Lisp reminds me of one of my relatives: he's brilliant, athletic (or
used to be anyway), and good enough looking that even though he's now
past 60, he still attracts nearly every woman within miles. Deciding
what he was going to do when he grew up would have meant giving up
other things for which he really did have the potential. He refused to
do so, which has prevented him from concentrating on anything. The
result is that instead of missing out on some possibilities, he's
missed out on ALL of them.
The C++ syntax here, on the other hand, goes
nowhere. Points about syntax such as this is of course completely lost
on the casual reader of Lisp code, but they are valid and important,
nonetheless.
IOW, you like Lisp better, and dismiss all who disagree as lacking
your brilliant insights, etc., ad naseum.
Frankly, your lofty claims strike me as little more than hot air. Your
later guesses about C++ make it clear that you lack the knowledge
necessary to comment on it intelligently.

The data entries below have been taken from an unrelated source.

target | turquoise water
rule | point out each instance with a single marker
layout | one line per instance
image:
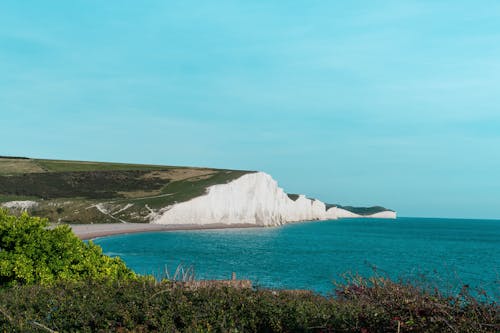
(450, 252)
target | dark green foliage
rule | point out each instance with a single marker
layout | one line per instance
(144, 306)
(92, 184)
(183, 190)
(67, 166)
(31, 252)
(360, 210)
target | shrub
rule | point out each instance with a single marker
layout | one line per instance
(145, 306)
(32, 252)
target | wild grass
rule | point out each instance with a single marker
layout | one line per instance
(362, 305)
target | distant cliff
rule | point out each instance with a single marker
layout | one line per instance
(254, 199)
(94, 192)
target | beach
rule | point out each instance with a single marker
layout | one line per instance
(90, 231)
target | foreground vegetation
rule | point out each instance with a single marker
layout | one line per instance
(143, 306)
(51, 281)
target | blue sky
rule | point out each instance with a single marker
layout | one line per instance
(394, 103)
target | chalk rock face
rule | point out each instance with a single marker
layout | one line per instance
(254, 198)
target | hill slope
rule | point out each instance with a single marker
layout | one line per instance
(94, 192)
(84, 192)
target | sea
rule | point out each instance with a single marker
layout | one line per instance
(318, 255)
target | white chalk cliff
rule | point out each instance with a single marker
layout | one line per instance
(254, 198)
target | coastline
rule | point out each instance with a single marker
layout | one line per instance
(91, 231)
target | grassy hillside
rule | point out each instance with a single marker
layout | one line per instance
(95, 192)
(361, 210)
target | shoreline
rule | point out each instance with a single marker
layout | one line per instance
(91, 231)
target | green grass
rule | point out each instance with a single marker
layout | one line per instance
(11, 166)
(67, 190)
(67, 166)
(361, 210)
(184, 190)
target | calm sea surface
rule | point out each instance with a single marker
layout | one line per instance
(311, 255)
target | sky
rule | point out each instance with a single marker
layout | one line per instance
(392, 103)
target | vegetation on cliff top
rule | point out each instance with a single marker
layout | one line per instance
(84, 192)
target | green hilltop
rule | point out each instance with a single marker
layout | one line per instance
(96, 192)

Let me point out that one needs to be a minimum of literate in any
language in order to be in a position where one can make any kind of
judgement on readability. That a language which you presumably rarely,
if ever, use extensively appears obscure to you, shouldn't surprise
you.
The code has an extra level of indirection. That has nothing to do
with my ability to read, and everything to do with how the code is
structured.
Your presumption that I rarely if ever make extensive use of the
language is simply incorrect -- in fact, if I chose to, I could put up
better arguments in its defense than you have so far (and Lisp I've
written is certainly better than the average of what's been posted so
far in this thread).
[ ... ]
Well, there's this concept called "exploratory programming" that I
really like and which is impossible with C++.
I believe any claim of the form "X is impossible in Y", where X is a
technique and Y is a major programming language, reflects ignorance or
dishonesty (or both) on the part of the person making the claim.
[ ... ]
It is you who is making unwarranted jumps here. I thought it obvious
from the context that "the bugs" refers to program errors resulting
from unexpected integer wrap-arounds. My point is simply that this is
something that does happen, even if 64-bit integers have been around
for a long time. And even 64-bit isn't immune to overflow.
I see -- so treating what you said as what you meant was an
"unwarranted jump". Okay, I guess from now on I'll know better than to
trust you.
In the end, we're left with one simple fact though: while people
certainly do write buggy code in C++ on a regular and ongoing basis,
integer overflows appear to account for no more than a miniscule
percentage of that.
I think you're tilting at a windmill here -- and AFAICT, the windmill
is imaginary.
[ ... ]
What you mean is that you have to start fighting the language: You'll
have two completely separate kinds of numbers, and you'll have to
concern yourself with which operators apply to which variables
etc.
Here we seem to nearly agree, but "It's like Lisp" is a lot more
succinct way of saying it.
And the compiler is left completely in the dark about what's
going on wrt. type inference etc., something I'd guess is true also
for C++.
Your guess indicates less about the subject than your ignorance of it.